Ferroelectricity and Ferroelasticity in Organic Inorganic Hybrid (Pyrrolidinium)3[Sb2Cl9]
mediaposted on 22.06.2018, 00:00 by Martyna Wojciechowska, Anna Gągor, Anna Piecha-Bisiorek, Ryszard Jakubas, Agnieszka Ciżman, Jan K. Zaręba, Marcin Nyk, Piotr Zieliński, Wojciech Medycki, Andrzej Bil
Perovskite-like materials exhibit desirable photophysical and electric properties that make them suitable for a remarkable breadth of applications in electronics and physics. In this contribution, we report on the multiphase ferroelectric and ferroelastic phenomena in a pyrrolidinium-based hybrid metal–organic material: (C4H8NH2)3[Sb2Cl9]. The title compound is the first pyrrolidinium derivative within the halobismuthates(III) and haloantimonates(III) families that is featured by the ferroelectric property. From a structural point of view, the crystal structure is built of [Sb2Cl9]3–∞ perovskite-like layers, interdigitated by layers of pyrrolidinium cations. The rich solid-state dynamics of pyrrolidinium cations endowed (C4H8NH2)3[Sb2Cl9] with a complex sequence of temperature-dependent phase transitions. Remarkably, polar properties have been found to occur in all six phases, including room-temperature Phase I. Insights from variable-temperature single-crystal X-ray diffraction, dielectric spectroscopy, and T1 spin–lattice relaxation measurements revealed the general mechanism of most phase transitions, as related to the progressive ordering of nonequivalent pyrrolidinium cations.

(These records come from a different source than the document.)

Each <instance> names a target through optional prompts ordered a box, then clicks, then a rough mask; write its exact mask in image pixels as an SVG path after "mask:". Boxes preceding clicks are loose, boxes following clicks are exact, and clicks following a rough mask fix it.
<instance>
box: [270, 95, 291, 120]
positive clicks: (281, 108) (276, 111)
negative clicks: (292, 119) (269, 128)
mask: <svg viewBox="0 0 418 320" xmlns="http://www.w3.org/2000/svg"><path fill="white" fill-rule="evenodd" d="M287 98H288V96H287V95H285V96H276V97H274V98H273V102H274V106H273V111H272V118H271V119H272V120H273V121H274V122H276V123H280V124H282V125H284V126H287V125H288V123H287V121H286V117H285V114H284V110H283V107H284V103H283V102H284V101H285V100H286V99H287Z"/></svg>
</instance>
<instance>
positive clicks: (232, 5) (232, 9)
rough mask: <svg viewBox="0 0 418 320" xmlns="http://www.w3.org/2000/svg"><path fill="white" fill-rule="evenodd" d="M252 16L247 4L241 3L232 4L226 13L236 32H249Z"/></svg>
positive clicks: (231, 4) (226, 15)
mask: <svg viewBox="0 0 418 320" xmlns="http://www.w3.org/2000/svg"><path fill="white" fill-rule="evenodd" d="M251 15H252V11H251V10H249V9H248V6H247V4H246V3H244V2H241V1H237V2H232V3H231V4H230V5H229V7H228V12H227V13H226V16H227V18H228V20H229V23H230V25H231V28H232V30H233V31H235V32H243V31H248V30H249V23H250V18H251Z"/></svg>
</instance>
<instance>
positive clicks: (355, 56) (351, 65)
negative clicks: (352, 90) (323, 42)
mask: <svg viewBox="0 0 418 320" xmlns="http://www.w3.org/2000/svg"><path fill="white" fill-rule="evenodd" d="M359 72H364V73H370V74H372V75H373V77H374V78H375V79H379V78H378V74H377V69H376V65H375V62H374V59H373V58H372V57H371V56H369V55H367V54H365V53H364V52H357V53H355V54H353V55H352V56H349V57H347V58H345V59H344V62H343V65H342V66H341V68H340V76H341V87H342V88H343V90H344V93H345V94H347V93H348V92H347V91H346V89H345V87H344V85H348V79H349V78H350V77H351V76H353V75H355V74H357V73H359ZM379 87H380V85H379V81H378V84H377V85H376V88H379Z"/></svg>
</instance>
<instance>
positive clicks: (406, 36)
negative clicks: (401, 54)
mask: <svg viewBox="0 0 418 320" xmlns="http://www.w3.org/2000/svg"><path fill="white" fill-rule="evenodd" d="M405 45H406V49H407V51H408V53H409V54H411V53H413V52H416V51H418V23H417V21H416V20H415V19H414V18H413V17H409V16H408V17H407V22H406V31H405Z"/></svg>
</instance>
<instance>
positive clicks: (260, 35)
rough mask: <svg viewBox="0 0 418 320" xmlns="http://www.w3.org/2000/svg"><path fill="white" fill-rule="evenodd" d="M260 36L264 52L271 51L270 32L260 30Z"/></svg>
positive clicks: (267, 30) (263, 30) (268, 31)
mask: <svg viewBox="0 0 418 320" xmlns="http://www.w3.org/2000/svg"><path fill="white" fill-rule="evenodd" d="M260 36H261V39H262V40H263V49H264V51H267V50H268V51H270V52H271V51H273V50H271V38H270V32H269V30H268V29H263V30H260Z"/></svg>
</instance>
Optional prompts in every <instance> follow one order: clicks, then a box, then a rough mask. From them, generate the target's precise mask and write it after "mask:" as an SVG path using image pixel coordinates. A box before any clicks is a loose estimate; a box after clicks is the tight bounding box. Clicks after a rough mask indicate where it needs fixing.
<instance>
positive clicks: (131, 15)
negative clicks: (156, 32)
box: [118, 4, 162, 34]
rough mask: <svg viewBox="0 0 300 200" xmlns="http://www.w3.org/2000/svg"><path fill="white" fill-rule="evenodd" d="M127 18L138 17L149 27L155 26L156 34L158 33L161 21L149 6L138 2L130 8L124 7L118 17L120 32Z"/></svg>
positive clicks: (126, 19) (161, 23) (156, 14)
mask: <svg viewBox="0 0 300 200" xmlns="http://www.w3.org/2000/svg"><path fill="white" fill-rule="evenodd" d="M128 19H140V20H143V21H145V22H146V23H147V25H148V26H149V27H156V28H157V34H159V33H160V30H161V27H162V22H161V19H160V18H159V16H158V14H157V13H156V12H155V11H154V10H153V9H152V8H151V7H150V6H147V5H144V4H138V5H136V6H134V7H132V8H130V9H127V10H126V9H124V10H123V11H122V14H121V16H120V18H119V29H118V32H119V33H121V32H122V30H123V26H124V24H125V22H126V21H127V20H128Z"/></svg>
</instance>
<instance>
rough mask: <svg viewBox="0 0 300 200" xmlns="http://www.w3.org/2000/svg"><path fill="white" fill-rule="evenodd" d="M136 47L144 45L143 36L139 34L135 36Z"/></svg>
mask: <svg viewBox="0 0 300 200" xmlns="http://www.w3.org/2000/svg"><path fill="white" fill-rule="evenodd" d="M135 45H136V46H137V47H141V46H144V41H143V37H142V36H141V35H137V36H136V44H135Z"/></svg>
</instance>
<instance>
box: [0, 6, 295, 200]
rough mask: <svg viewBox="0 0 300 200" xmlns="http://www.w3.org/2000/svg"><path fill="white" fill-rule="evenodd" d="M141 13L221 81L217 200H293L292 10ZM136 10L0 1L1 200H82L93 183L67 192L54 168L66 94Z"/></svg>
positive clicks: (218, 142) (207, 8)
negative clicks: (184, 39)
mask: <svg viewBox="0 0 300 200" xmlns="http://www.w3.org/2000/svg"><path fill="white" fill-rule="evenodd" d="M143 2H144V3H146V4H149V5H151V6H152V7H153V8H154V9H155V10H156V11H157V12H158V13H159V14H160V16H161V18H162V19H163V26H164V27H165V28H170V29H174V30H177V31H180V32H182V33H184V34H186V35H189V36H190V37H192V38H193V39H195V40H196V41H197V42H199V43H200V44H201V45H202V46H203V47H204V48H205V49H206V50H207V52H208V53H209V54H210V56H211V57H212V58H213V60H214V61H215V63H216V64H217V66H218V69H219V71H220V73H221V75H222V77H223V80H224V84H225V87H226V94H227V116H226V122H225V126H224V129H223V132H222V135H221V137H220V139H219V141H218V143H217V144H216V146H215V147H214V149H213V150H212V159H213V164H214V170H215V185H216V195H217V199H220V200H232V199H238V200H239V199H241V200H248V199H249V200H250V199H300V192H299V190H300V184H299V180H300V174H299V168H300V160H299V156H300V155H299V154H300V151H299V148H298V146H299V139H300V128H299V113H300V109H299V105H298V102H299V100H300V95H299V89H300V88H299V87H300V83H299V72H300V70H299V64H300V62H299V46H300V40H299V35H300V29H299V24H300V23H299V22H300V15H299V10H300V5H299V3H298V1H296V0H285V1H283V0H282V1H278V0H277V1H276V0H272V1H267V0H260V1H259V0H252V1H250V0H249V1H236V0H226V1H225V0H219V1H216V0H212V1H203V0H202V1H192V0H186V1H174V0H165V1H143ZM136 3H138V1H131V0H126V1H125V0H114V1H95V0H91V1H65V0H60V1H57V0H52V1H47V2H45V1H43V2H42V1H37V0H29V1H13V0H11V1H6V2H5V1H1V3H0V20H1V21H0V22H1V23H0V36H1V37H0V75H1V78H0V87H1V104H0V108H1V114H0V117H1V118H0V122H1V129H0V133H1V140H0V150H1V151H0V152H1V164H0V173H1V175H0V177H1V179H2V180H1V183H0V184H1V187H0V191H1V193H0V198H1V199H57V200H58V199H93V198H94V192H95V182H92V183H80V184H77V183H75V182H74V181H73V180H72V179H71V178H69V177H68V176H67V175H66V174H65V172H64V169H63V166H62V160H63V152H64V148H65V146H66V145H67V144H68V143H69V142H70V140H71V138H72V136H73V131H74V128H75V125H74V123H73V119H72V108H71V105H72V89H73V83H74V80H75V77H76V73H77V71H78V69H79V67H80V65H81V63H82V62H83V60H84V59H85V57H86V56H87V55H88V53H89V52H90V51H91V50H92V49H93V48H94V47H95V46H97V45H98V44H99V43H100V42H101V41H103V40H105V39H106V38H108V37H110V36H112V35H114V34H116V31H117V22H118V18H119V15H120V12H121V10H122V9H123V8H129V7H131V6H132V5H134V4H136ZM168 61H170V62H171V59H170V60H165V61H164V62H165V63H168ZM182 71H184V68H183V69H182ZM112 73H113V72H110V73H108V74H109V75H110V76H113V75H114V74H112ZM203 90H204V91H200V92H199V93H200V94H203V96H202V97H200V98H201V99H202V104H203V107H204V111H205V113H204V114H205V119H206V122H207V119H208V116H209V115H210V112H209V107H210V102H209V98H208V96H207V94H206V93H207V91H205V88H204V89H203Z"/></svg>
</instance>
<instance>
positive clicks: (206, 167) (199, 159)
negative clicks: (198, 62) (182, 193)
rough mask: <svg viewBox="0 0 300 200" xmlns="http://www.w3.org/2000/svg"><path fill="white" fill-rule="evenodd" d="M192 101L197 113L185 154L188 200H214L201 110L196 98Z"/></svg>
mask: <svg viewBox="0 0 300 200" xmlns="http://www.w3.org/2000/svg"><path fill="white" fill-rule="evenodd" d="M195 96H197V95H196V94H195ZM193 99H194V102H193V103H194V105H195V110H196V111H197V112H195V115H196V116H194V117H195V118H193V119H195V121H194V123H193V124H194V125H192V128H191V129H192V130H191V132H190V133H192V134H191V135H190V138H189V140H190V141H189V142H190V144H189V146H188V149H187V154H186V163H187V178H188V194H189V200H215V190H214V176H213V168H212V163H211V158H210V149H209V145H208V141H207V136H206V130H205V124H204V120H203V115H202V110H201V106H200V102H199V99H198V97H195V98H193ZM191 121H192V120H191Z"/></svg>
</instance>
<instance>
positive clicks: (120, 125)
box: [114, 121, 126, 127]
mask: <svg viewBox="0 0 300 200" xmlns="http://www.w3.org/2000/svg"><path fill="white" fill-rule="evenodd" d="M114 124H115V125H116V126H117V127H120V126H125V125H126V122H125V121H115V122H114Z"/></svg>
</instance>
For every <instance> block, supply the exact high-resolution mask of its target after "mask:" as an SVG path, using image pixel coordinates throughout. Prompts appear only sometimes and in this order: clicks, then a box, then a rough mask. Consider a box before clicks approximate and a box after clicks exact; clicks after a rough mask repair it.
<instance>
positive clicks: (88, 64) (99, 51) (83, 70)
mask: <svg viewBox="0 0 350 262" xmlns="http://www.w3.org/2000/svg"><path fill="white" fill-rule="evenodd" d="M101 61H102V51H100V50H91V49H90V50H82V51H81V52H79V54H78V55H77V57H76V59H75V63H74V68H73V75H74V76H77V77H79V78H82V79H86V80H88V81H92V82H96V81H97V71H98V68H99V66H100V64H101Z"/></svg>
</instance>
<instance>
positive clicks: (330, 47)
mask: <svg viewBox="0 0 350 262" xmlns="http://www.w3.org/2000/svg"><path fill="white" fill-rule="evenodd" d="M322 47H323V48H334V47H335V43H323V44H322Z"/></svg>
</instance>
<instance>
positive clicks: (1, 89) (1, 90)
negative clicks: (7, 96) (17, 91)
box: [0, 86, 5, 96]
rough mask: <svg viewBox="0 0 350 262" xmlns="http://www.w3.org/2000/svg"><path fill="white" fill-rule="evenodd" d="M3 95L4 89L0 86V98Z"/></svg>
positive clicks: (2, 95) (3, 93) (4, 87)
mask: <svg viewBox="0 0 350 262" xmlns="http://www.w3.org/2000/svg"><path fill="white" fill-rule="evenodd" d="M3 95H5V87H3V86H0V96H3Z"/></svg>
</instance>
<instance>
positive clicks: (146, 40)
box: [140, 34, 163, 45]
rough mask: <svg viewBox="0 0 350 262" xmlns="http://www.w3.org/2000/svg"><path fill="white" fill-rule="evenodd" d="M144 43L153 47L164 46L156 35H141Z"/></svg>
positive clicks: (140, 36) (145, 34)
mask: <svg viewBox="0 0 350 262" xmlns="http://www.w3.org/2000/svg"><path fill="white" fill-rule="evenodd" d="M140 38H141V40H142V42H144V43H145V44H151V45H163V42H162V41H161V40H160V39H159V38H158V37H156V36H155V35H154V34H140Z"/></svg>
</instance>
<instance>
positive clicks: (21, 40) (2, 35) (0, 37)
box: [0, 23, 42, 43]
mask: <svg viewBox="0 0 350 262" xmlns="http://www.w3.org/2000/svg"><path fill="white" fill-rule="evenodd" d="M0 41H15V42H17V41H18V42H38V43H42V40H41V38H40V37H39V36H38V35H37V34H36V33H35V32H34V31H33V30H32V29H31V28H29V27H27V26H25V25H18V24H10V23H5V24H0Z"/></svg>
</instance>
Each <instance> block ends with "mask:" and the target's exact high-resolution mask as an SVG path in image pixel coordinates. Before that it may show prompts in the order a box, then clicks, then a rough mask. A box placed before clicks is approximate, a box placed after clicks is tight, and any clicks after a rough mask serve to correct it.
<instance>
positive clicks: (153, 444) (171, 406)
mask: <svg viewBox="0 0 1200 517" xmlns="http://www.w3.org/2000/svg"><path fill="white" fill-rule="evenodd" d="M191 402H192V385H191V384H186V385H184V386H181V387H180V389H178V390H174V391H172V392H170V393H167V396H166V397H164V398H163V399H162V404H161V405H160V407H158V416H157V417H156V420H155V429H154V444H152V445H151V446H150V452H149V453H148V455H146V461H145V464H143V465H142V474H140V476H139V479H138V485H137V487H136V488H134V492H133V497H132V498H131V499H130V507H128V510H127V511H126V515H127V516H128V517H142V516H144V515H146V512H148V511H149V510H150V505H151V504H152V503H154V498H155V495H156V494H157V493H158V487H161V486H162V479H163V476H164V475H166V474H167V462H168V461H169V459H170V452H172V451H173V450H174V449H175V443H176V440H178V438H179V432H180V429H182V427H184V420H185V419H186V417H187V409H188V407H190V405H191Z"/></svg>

Noncentrosymmetry is probed by room-temperature second harmonic generation (SHG), while the ferroelectric property was evidenced through P(E) and dielectric measurements. The experimental values of spontaneous polarization were justified and analyzed in the context of theoretical values derived from quantum-chemical calculations. Optical measurements show that the integrity of the sample survives all of the phase transitions, despite sometimes significant deformations of the unit cell. The changes of symmetry associated with structural phase transitions are accompanied by an intriguing evolution of the ferroelastic domain structure with temperature.